Frank’s voice came faintly from the floor, “Ruth? You there, honey?”
He sounded so funny. Like he was a long way away. Ruth fumbled for the receiver. But as soon as she heard his voice clearly, heard the nervous edge to his tone, she knew why he was calling and she sobered up fast.
She’d thought about it, of course she had. Not so much that side of it—Frank was nothing special in the bedroom, but he was considerate and . . . well, she was comfortable with him and that counted for something—but more the rest of it. Eating dinner together every evening before Frank went off to his shift or out for a few beers with the boys. Saturday nights on the couch, smoking, watching TV. Or seats at the Trylon, and a hot dog apiece if it was after payday.
At one time, the thought of those routines, Frank’s habits—his way of folding his pants before piling his change in neat stacks on the bureau, his way of turning to her in the night and saying real low, “Hey there, baby”—all of that had pushed her back and back against a wall until she felt trapped.
Now, though, since the kids were gone, things were different. Everything had changed. Including her. Maybe a little routine, a little kindness, was what she needed.
So when Frank suggested dinner the following evening, she said yes. And when he pulled up outside the apartment afterward and turned to her, his face backlit by the amber glow of the streetlight, she felt the reciprocal glow of the wine and the brandy she’d had with dinner, and she touched his face lightly and invited him in. She even played along with the fantasy of the demure wife, the one he’d made it clear he wanted: she sat with her legs crossed, back straight, eyes wide rather than heavy-lidded, lips in a sweet smile rather than pouting, inviting.
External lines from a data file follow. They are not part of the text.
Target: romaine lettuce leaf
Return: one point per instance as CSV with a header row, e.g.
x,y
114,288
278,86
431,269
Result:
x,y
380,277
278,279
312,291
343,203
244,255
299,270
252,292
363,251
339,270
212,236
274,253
She knew Frank: she was still his wife in every way that mattered. She would always be his wife and she didn’t need to invite him.
And so she looked into his eyes for half a second longer than was necessary, and he leaned toward her. And she felt the familiar texture of his mouth, smelled his cigarettes and the soap he used, felt the familiar strength of his arms around her, and felt something like relief as he picked her up and carried her to bed.